The median rent for a two-bedroom apartment in Kingston hit $1,615 this year – roughly 25% more expensive than three years ago.
The median rent for a two-bedroom apartment in Kingston hit $1,615 this year – roughly 25% more expensive than three years ago. Photograph: Wilfred Chan

It’s 2pm after an overnight shift, and Amanda Treasure is lying in bed unable to sleep. She can’t stop thinking about how most of what she brings home from her full-time job as a caretaker – two $900 checks a month – goes to rent for the two-bedroom apartment with a mold problem she shares with her disabled husband, teenage son and five pets.

Treasure has lived her whole life in Kingston, New York, a quiet city about 90 miles north of Manhattan. She got her first job at 14 delivering papers, and by 16 she was paying for her first car and insurance. The skating rink and bowling alley Treasure frequented as a teen disappeared soon after the IBM factory that once employed thousands of residents closed in the early 1990s, devastating the town. “Now there’s nothing to do here, and the prices are through the roof,” Treasure says. “And I’m working my butt off, but there’s nothing to show. This world is just not what I expected being 52 years old.”

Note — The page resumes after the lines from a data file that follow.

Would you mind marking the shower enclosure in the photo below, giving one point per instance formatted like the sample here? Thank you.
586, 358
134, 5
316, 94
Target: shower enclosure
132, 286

Half of Kingston’s 24,000 residents are renters, but finding a vacant apartment has become nearly impossible. The median rent for a two-bedroom apartment in Kingston hit $1,615 this year – roughly 25% more expensive than three years ago. That’s devastating in a city where the median per-capita income is just over $32,000, and nearly one-fifth of residents live under the federal poverty line.

treasure poses in kitchen
Amanda Treasure says she’s exhausted from working 60-80 hours a week to pay her rent. Photograph: Wilfred Chan

Mayor Steve Noble says the situation is untenable. “We are a close-knit community, and housing is a right people should have access to. But I can’t have an apartment that cost $1,000 three years ago cost $2,250 today, when I know I haven’t raised taxes in seven years in this city.”

What began 10 years ago as a trend of city-dwellers flocking to Kingston as an alternative to the Hamptons was exacerbated by the pandemic. Younger New Yorkers drawn to Kingston’s Instagram-worthy Uptown and the Rondout district’s charming riverfront also found its outdoorsy backdrops suitable for remote work. Landlords in Kingston responded to the demand by converting houses into Airbnbs – between 2019 and 2021, there was a 30% surge in short-term rental bookings in Ulster county, which includes Kingston and the nearby town of Woodstock, with nearly 2,000 active vacation rentals charging an average nightly rate of $441, according to a rental industry report.

Some transplants tussled with investors and developers and snatched up properties of their own. All of this has led to a surge in housing prices in the last few years, at one point more rapidly than in any other city in the country.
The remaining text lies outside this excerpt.